Some common interferences in alkalinity titration methods include:

  • Chlorine – Chlorine at levels above 3.5 mg/L can cause a yellow-brown colour when the Bromcresol Green-Methyl Red Powder Pillow is added. To remove the interference, pretreat the sample by adding 1 drop of Sodium Thiosulfate Standard Solution, 0.1 N per 100 mL sample, before adding any other reagents.

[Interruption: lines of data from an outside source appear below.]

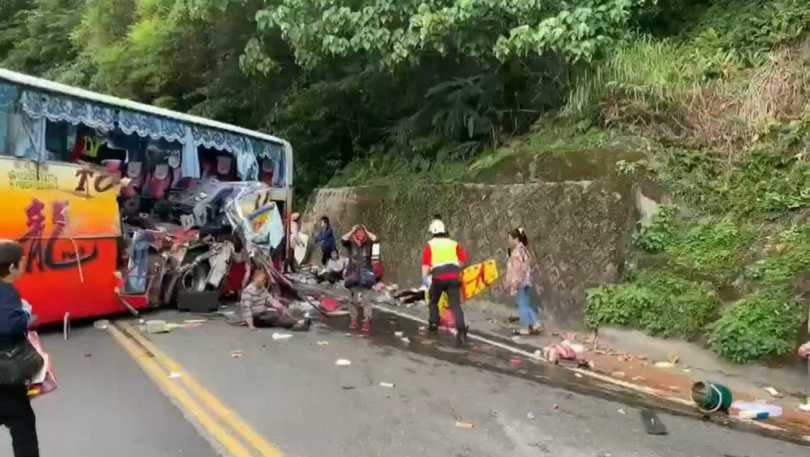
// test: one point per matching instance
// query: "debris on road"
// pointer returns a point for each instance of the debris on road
(774, 393)
(755, 411)
(652, 424)
(710, 397)
(102, 324)
(155, 326)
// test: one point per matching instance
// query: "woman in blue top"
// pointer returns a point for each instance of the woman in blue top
(326, 238)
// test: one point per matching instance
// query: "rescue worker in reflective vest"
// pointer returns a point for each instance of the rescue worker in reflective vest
(442, 263)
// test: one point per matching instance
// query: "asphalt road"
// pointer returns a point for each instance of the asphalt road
(106, 406)
(292, 393)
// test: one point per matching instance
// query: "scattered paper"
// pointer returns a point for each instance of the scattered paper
(102, 324)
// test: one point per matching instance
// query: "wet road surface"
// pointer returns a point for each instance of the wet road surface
(106, 406)
(292, 393)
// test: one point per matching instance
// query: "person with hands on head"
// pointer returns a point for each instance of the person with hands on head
(359, 273)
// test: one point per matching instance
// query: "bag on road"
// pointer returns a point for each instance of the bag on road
(19, 363)
(44, 381)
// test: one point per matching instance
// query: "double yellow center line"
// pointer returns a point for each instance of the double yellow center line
(231, 432)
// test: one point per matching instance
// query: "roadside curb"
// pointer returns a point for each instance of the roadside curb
(491, 339)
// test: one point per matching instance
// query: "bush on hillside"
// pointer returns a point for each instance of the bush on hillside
(764, 324)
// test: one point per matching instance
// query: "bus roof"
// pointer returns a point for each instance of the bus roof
(50, 86)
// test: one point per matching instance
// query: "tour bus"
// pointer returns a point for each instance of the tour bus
(76, 167)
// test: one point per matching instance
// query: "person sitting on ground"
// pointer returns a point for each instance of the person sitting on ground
(261, 309)
(359, 273)
(326, 238)
(333, 271)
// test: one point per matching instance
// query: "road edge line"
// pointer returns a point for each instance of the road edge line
(596, 376)
(182, 399)
(230, 417)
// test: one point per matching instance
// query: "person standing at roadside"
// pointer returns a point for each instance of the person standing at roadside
(442, 262)
(326, 238)
(15, 314)
(519, 281)
(359, 273)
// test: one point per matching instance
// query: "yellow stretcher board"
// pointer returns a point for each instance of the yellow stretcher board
(474, 280)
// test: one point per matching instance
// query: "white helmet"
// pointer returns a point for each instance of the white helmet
(437, 227)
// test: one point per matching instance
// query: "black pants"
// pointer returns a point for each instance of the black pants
(331, 276)
(17, 415)
(453, 289)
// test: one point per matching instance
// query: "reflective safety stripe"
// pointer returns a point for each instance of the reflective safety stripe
(443, 252)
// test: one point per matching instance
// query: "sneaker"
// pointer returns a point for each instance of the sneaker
(461, 337)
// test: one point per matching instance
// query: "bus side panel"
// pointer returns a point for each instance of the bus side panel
(56, 283)
(66, 218)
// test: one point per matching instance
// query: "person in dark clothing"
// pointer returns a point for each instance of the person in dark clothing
(326, 238)
(359, 273)
(15, 407)
(442, 262)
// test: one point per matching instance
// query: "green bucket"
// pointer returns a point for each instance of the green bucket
(710, 397)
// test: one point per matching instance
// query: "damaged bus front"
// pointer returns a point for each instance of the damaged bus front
(121, 205)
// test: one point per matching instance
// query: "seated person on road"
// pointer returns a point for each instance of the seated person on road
(359, 274)
(260, 309)
(333, 271)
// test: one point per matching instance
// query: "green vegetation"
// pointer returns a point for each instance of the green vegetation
(709, 100)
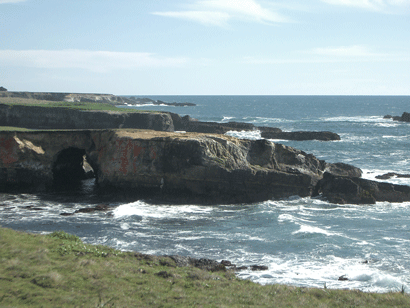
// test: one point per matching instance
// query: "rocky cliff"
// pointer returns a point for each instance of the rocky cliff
(66, 97)
(171, 166)
(63, 118)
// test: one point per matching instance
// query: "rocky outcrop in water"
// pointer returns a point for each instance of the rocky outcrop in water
(183, 168)
(302, 135)
(148, 101)
(66, 97)
(63, 118)
(342, 190)
(390, 175)
(189, 124)
(179, 167)
(405, 117)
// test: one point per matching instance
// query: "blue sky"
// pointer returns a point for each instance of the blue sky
(206, 47)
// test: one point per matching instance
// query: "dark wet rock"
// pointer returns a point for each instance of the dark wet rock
(149, 101)
(97, 208)
(342, 190)
(269, 130)
(258, 267)
(227, 263)
(66, 214)
(405, 117)
(33, 208)
(389, 175)
(342, 169)
(301, 135)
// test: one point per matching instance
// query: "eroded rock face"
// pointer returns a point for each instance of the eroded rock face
(342, 190)
(203, 168)
(62, 118)
(188, 167)
(302, 135)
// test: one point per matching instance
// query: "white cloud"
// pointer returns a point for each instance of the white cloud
(98, 61)
(219, 12)
(11, 1)
(377, 5)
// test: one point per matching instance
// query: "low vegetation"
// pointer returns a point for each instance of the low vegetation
(68, 105)
(59, 270)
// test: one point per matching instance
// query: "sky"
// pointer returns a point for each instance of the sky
(206, 47)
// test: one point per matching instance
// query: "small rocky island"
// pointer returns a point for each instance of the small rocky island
(405, 117)
(145, 153)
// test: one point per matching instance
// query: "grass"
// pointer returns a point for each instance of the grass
(12, 101)
(59, 270)
(12, 128)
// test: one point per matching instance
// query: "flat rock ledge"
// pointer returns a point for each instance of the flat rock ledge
(181, 168)
(405, 117)
(35, 117)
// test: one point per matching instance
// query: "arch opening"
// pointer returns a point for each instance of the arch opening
(71, 167)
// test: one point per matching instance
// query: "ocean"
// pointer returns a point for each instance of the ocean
(305, 242)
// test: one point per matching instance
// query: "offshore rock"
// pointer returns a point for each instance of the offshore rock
(405, 117)
(184, 168)
(169, 166)
(301, 135)
(62, 118)
(390, 175)
(342, 190)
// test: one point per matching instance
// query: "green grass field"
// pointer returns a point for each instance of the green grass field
(69, 105)
(58, 270)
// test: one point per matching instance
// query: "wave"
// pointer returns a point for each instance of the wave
(145, 210)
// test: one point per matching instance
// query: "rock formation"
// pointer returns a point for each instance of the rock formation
(183, 167)
(301, 135)
(339, 189)
(63, 118)
(405, 117)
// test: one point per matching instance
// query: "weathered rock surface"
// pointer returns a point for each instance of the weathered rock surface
(189, 124)
(389, 175)
(302, 135)
(183, 167)
(339, 189)
(197, 167)
(67, 97)
(63, 118)
(145, 100)
(405, 117)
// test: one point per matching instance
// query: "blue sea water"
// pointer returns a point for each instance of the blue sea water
(303, 241)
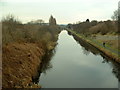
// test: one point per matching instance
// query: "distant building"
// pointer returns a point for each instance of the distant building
(52, 21)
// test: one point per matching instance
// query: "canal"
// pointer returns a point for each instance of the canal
(74, 64)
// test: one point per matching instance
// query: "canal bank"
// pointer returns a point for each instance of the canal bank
(73, 66)
(113, 55)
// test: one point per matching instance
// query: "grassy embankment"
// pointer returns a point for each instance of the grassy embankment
(107, 50)
(24, 46)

  • Colour or turbidity – Colour or turbidity can make it difficult to see the colour change at the endpoint. Do not filter or dilute samples with colour or turbidity. Use a pH meter and titrate the samples to the specified endpoints:

    Sample composition Phenolphthalein alkalinity  Total alkalinity 
    Alkalinity approximately 30 mg/L pH 8.3 pH 4.9
    Alkalinity approximately 150 mg/L pH 8.3 pH 4.6
    Alkalinity approximately 500 mg/L pH 8.3 pH 4.3
    Contains silicates or phosphates pH 8.3 pH 4.5
    Industrial wastes or complex systems pH 8.3 pH 4.5
    Routine or automated analysis  pH 8.3 pH 4.5
  • Soaps, oily matter, suspended solids and precipitates – Oils or solids can collect on the pH probe and cause a slow response. Clean the probe immediately after use.